Les personnes de R5 sont celles qui souffrent le moins du mirage, mais elles sont surtout victimes de l'illusion. La Technique de la Présence prend pour elles la plus grande importance, car elle leur apporte un facteur que la personne qui est véritablement du R5 a tendance à nier, et se refuse d'admettre : l'existence du Soi supérieur. Elle sent qu'elle peut se suffire à elle-même ; elle répond facilement et avec grande satisfaction au pouvoir de la pensée ; elle est très orgueilleuse de son habilité mentale et c'est là son péché habituel ; elle est donc bien fixée dans ses desseins et intéressée surtout par le monde du concret et de l'intellect. Quand l'Ange de la Présence devient pour elle une réalité, sa réaction à l'illusion faiblit et disparaît. Son principal problème n'est pas tellement de nier le corps astral, car elle a tendance à mépriser son emprise, mais elle éprouve une grande difficulté à reconnaître ce que le mental est destiné à révéler, le divin Soi spirituel. Son mental inférieur concret s'interpose entre elle et la vision.

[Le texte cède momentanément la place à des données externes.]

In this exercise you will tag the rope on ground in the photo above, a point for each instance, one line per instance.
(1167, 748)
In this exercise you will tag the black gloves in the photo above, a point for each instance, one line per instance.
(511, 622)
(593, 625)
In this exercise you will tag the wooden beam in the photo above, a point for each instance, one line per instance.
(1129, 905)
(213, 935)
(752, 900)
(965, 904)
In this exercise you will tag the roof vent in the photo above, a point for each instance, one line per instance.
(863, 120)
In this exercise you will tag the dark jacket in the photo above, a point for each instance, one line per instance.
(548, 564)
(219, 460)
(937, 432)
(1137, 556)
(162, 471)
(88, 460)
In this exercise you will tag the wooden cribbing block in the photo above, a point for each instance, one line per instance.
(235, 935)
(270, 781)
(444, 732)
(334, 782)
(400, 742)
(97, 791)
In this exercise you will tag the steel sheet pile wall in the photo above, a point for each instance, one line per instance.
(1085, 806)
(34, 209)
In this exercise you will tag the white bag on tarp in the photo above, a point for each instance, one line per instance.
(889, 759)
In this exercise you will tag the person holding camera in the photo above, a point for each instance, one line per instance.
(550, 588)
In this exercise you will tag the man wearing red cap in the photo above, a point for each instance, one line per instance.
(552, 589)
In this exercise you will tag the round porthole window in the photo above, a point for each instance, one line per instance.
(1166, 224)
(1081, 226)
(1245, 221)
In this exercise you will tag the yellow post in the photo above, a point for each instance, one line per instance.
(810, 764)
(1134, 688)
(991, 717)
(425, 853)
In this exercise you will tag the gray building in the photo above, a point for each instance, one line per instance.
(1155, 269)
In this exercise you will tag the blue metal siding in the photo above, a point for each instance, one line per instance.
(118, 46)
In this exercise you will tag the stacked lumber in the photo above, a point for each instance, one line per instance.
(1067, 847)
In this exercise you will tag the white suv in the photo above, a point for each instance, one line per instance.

Ceux qui appartiennent au R4 sont particulièrement sujets à tomber dans le mirage et à connaître ainsi une situation très difficile. Je pourrais définir leur problème en disant qu'ils ont tendance à faire descendre leurs illusions sur le plan astral où ils les revêtent de mirage, ce qui est pour eux, par conséquent, un double problème. Ils ont affaire à une union du mirage et de l'illusion. Ils constituent cependant le groupe d'âmes qui finira par révéler la véritable nature de l'intuition, et ce sera là le résultat de leur combat dans le monde des apparences contre l'illusion et le mirage.
Le Mirage, problème mondial p 154 à 156.